O processo, que corre no distrito norte da Califórnia, acusa a Apple de negligência, defeitos de design e violações de privacidade, entre outras alegações. “A senhora Hughes continua a temer pela sua segurança – no mínimo, o seu perseguidor evidenciou um comprometimento em continuar a usar as AirTags para a localizar, assediar e ameaçar, e continua a usá-las para descobrir a sua localização”, pode ler-se no processo judicial.
Um porta-voz da Apple recusou comentar directamente este processo, remetendo para declarações feitas em Fevereiro sobre a “localização indesejada” das AirTags, algo que a companhia diz “condenar nos termos mais fortes possíveis”. A Apple tem agora informação sobre o que deve fazer quando é alertada sobre uma AirTag, na qual se inclui carregar na notificação para ouvir o barulho do aparelho e localizá-lo.
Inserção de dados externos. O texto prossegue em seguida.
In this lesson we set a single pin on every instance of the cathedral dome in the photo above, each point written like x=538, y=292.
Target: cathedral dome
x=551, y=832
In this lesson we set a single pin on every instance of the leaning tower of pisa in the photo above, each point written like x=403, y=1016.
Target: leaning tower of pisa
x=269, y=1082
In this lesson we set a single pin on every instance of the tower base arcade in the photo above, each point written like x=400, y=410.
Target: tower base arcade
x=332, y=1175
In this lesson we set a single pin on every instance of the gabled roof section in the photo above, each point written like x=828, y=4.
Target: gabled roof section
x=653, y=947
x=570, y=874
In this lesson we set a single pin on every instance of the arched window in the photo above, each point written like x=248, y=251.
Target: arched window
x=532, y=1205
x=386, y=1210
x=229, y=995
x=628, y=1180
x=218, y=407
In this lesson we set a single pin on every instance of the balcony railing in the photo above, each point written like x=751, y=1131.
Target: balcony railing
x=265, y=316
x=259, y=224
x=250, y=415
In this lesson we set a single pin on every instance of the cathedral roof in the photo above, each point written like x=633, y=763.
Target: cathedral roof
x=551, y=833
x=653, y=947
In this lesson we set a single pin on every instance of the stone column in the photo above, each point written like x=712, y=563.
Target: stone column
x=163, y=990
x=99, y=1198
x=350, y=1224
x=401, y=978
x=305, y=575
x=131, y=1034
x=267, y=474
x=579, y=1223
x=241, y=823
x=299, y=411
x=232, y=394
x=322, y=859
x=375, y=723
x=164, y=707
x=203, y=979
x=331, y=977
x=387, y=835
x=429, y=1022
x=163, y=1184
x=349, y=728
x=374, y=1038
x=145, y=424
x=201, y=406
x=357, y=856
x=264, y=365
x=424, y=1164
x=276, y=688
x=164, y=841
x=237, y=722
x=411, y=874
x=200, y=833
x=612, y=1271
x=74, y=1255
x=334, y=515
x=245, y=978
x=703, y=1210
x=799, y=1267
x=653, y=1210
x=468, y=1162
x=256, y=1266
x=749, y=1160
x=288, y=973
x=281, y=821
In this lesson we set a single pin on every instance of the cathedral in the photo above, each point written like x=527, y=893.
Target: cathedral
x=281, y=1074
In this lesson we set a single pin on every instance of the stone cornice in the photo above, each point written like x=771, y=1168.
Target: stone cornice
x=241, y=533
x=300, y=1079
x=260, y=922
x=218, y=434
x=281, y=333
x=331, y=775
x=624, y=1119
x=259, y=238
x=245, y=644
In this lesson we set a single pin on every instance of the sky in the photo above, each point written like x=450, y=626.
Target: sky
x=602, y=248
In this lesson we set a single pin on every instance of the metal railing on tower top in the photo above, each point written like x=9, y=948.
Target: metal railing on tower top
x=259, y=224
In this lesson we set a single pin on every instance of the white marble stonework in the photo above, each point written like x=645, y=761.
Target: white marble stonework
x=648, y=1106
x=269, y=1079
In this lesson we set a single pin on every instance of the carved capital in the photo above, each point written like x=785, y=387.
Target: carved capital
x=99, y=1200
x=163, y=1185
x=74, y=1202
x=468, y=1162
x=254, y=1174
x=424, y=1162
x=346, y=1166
As duas queixosas são vítimas de perseguição e estão a processar a empresa em seu nome e em nome de outros que “tenham sido ou estão sob o risco de serem perseguidos por via deste produto perigoso”, diz a queixa. Hughes, que vive em Travis County, no estado do Texas, diz nos documentos judiciais que o ex-namorado começou a perseguição em Agosto de 2021, depois de acabarem o relacionamento.
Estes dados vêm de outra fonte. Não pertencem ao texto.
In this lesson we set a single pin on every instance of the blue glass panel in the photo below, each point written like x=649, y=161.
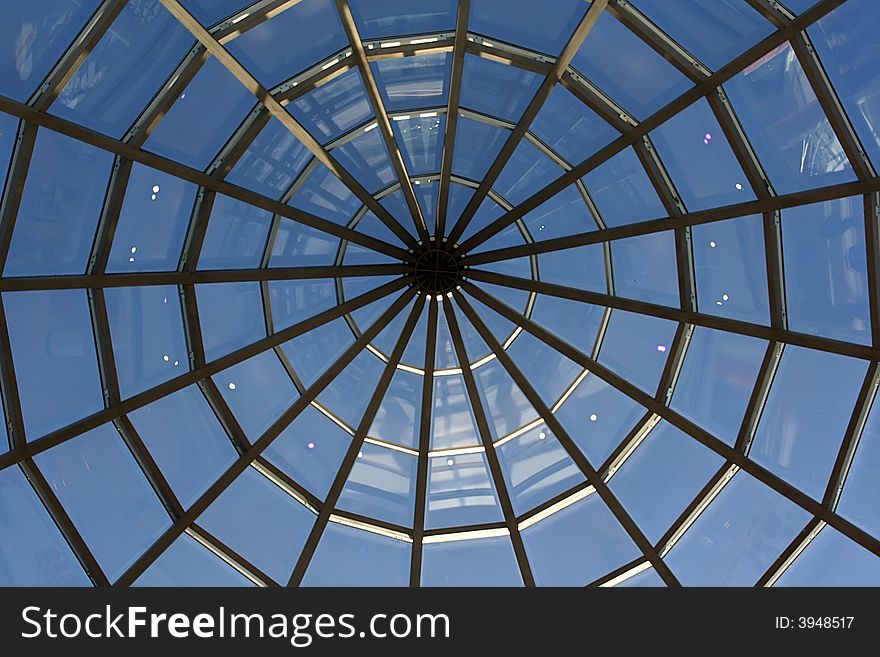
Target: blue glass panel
x=785, y=123
x=645, y=268
x=381, y=485
x=53, y=349
x=478, y=562
x=831, y=559
x=107, y=497
x=737, y=537
x=806, y=415
x=310, y=449
x=346, y=556
x=102, y=94
x=661, y=478
x=60, y=206
x=186, y=563
x=699, y=159
x=203, y=118
x=261, y=522
x=153, y=223
x=292, y=41
x=598, y=418
x=236, y=235
x=716, y=380
x=375, y=20
x=636, y=346
x=731, y=270
x=36, y=35
x=146, y=328
x=460, y=492
x=231, y=316
x=258, y=390
x=271, y=162
x=497, y=89
x=622, y=192
x=544, y=27
x=715, y=32
x=627, y=69
x=826, y=272
x=334, y=108
x=408, y=83
x=33, y=552
x=186, y=441
x=577, y=545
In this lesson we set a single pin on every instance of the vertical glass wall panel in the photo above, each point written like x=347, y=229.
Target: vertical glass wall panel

A queixa alega que o antigo companheiro fez contas falsas nas redes sociais, publicou mensagens que tinham trocado online e deixou mensagens de voz ameaçadoras. O homem terá deixado ainda um pacote no apartamento de Hughes com fotos dela. Juntamente com essa embalagem, estava uma nota escrita à mão com o primeiro nome de Hughes no topo e esta frase no final: “Fica bem. Isto é um adeus”, mostram as fotografias presentes no processo.
Em Outubro do ano passado, Hughes decidiu viver num hotel até conseguir mudar-se para uma nova casa. Depois de Hughes encontrar a AirTag no carro, o processo diz que os funcionários da loja Apple a que ela recorreu não conseguiram clarificar há quanto tempo o aparelho estava na viatura. Hughes diz no processo que a polícia lhe disse que tudo o que podiam fazer era notificar o ex-namorado.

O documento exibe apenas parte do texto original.